Excel is flexible as mentioned above. Excel is also limited by the resources Microsoft decide to invest in the product. Even if Microsoft had the resources I think they would only include functionality that is useful for a broad spectrum of people.
How about R? First off, it’s open source which means if we need a real niche feature we can write it ourselves and many people do. Furthermore, the architecture of R is based around a package system which makes it highly adaptable. To be fair, Excel has extensibility (VBA, COM, .NET) but to write an extension one has to learn a different language. Packages in R are written with R. There’s a little extra to learn but learn to use R and you’re very close to being a package author.
At the time of writing there are over 6000 packages available for use. Given R’s long lineage I am willing to bet that the problem you have will have been solved by someone else.
Scalability and Availability
You can run R in lots of different places:
- In databases
- On really big machines
It’s important to know that R runs in-memory. This makes it very fast but also means if you run out of memory your stuck.

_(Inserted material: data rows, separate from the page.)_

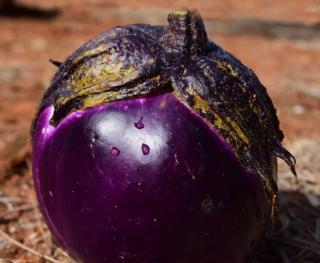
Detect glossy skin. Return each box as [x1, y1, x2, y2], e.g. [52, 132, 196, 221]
[33, 93, 270, 263]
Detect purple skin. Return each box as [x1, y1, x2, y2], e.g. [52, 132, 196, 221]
[33, 93, 270, 263]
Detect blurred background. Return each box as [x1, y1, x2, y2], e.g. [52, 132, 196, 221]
[0, 0, 320, 263]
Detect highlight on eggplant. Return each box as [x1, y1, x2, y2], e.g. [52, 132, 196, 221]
[32, 10, 296, 263]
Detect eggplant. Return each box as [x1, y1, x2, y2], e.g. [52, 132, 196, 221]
[32, 10, 295, 263]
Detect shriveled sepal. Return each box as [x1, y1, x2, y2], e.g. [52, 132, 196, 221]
[33, 10, 296, 204]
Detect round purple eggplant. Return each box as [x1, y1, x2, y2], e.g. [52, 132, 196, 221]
[32, 10, 295, 263]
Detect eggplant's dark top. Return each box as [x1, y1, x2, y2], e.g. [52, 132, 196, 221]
[33, 10, 295, 201]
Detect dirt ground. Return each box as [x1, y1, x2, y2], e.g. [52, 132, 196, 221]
[0, 0, 320, 263]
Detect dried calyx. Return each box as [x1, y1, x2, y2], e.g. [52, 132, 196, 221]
[33, 10, 295, 200]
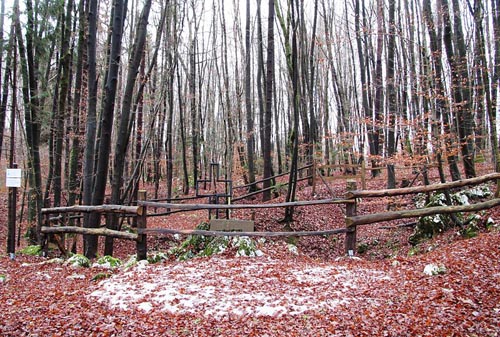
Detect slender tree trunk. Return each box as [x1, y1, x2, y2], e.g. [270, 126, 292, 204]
[245, 0, 257, 192]
[262, 0, 274, 201]
[54, 0, 73, 207]
[283, 2, 300, 223]
[85, 0, 127, 258]
[104, 0, 151, 255]
[387, 0, 398, 188]
[68, 0, 88, 210]
[441, 0, 468, 180]
[0, 17, 16, 158]
[83, 0, 98, 256]
[14, 0, 42, 244]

This isn’t a major problem as memory is cheap. If you really want power you can run on the big Amazon/Microsoft/Google cloud services.
With R we can send the output to lots of different places. We’re not constrained by a worksheet.
- Web page
Okay, enough theory. Here’s an example of customer analysis. The problem we’re seeing is that customers are disappearing. We need to find more insight before we can look to mitigate the problem.
As you can see in the Excel screenshot below, I’ve pulled in data from a database and grouped customers based on demographics. We see 12 months of customer count.
The second table is a copy of the first but with customer count aligned to the left (for charting/formula clarity). I did this by hand. You could it with a formula to be fair. The next table calculates Retention which takes the current month count and divides by month 1. With this third table it’s simple to create a chart.
We’ve solved our problem. What is going on with group 4?
It’s not all good though. What happens if we see more groups in the database? or more months? This worksheet doesn’t grow. I know we can structure the workbook to make it expandable. We can use dynamic ranges to populate the chart. This is okay for me. I’m a power user after all. What about the other users? Wouldn’t it be good if we could forget about structure and layout and just focus on the problem at hand as I’ve done here.
This is what R gives us. I’ve not posted the R on this page as WordPress is a bit picky. I wrote the code and published to a website using R Markdown. R Markdown gives us a facility to write a report or slides and embed R directly in the doc. You can find a copy of the R Markdown here and the published report here.
I hope you can see how R let’s us forget the structure. If you run the R on your machine you’ll get the same result. Of course, this comes at the expense of the worksheet which gives R a steep learning curve. Let me tell you though that once over the curve you have access to a new world of analysis capabilities.